// the find
nerevu/riko
A Python stream processing engine modeled after Yahoo! Pipes
riko is a Python library for building data pipelines using a composable pipe model, directly inspired by Yahoo! Pipes. It targets single-machine ETL tasks, RSS feed aggregation, and lightweight data mashups — not distributed workloads. If you remember Yahoo! Pipes fondly and want that mental model in code, this is it.
The operator/processor distinction is well thought out — knowing at the type level whether something parallelizes cleanly is useful. The SyncPipe chaining API reads naturally and the `emit` pattern for flattening nested results is a clean solution to a real annoyance. PyPy support is explicit and tested, which matters for throughput on CPU-bound transforms. The ~40 built-in modules cover the practical 80% of feed/data manipulation without needing to wire anything up yourself.

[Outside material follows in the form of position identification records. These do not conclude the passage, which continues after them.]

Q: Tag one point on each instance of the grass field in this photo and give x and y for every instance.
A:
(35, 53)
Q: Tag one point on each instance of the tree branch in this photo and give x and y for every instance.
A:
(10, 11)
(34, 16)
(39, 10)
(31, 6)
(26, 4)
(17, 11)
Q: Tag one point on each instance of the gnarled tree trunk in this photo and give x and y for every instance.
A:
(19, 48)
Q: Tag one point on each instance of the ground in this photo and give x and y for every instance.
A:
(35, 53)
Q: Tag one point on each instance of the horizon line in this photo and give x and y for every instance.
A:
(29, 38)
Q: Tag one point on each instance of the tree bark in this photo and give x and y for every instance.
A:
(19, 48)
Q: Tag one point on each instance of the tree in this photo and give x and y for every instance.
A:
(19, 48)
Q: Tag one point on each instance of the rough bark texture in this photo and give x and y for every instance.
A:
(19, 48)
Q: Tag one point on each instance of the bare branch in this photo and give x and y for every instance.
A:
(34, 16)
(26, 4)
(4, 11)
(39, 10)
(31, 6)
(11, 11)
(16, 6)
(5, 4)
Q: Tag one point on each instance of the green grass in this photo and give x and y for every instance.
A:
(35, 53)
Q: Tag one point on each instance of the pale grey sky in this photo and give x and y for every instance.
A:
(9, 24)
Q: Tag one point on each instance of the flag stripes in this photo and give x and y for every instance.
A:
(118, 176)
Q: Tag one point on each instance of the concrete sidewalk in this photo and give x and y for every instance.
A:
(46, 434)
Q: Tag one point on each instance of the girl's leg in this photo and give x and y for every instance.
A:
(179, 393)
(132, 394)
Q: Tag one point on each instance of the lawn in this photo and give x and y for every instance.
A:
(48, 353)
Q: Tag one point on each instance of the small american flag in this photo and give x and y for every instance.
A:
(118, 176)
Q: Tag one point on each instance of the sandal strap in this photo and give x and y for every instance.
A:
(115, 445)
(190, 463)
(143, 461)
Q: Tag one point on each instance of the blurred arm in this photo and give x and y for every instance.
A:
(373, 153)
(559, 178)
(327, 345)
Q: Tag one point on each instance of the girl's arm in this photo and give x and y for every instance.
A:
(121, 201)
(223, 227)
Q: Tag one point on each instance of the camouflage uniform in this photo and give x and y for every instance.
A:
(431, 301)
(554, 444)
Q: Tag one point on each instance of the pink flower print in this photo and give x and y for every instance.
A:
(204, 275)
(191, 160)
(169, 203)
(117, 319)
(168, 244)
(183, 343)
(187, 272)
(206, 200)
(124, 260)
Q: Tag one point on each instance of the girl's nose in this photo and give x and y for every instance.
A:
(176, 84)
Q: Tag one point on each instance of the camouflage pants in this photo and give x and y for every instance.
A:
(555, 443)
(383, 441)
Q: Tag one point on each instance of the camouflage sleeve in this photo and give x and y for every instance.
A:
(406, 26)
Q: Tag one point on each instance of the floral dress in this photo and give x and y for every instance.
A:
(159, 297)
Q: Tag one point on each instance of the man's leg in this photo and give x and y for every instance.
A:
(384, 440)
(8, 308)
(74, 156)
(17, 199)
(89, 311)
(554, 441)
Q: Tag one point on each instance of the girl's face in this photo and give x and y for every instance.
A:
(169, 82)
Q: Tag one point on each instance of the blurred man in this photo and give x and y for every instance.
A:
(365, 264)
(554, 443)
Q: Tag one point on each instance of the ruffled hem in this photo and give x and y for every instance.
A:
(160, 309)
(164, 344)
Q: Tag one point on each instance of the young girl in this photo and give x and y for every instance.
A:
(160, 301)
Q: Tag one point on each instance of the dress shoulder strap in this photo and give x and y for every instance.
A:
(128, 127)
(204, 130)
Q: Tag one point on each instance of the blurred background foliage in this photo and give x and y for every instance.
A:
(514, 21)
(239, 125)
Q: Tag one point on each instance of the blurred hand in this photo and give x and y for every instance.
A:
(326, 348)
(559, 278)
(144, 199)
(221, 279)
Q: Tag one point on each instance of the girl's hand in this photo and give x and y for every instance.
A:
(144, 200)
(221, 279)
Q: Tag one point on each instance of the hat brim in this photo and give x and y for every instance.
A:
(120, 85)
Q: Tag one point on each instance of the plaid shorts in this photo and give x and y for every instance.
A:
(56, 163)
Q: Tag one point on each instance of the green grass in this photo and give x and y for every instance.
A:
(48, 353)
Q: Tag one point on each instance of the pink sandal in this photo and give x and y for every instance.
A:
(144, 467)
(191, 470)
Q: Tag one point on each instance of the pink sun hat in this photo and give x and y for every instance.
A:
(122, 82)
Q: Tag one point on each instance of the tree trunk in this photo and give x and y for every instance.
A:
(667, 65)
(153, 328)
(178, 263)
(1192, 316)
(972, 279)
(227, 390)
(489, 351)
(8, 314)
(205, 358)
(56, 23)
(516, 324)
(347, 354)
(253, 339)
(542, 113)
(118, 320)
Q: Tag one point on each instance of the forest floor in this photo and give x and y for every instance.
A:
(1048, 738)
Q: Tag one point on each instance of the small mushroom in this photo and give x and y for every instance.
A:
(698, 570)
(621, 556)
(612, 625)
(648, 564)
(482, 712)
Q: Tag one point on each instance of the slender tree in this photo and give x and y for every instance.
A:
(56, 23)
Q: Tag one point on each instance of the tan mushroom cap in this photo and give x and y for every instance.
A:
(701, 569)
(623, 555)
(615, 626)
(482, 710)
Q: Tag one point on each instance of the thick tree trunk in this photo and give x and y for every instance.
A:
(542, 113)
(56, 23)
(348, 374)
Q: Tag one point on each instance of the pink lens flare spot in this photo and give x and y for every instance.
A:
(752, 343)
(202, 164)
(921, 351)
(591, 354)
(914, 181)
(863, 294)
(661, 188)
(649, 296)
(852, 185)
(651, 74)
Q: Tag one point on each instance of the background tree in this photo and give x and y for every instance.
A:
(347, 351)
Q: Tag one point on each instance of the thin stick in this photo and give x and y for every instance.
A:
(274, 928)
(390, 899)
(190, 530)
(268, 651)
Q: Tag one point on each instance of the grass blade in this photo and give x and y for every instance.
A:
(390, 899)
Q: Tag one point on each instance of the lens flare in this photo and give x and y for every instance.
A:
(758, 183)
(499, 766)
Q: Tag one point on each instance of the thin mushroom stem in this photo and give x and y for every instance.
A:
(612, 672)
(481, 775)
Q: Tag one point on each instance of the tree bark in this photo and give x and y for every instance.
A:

Async support is built on Twisted, not asyncio — that's a significant dependency drag in 2024 and will feel alien to anyone who learned async after Python 3.5. The pull-based iterator model means a single consumer per stream; the workaround (`split` module) is real but awkward. Python version support caps at 3.9 per the README, with no sign of 3.11/3.12 testing, and the Travis CI badge is dead. The XPath-based scraping examples are already broken against real sites, which undermines the tutorial experience.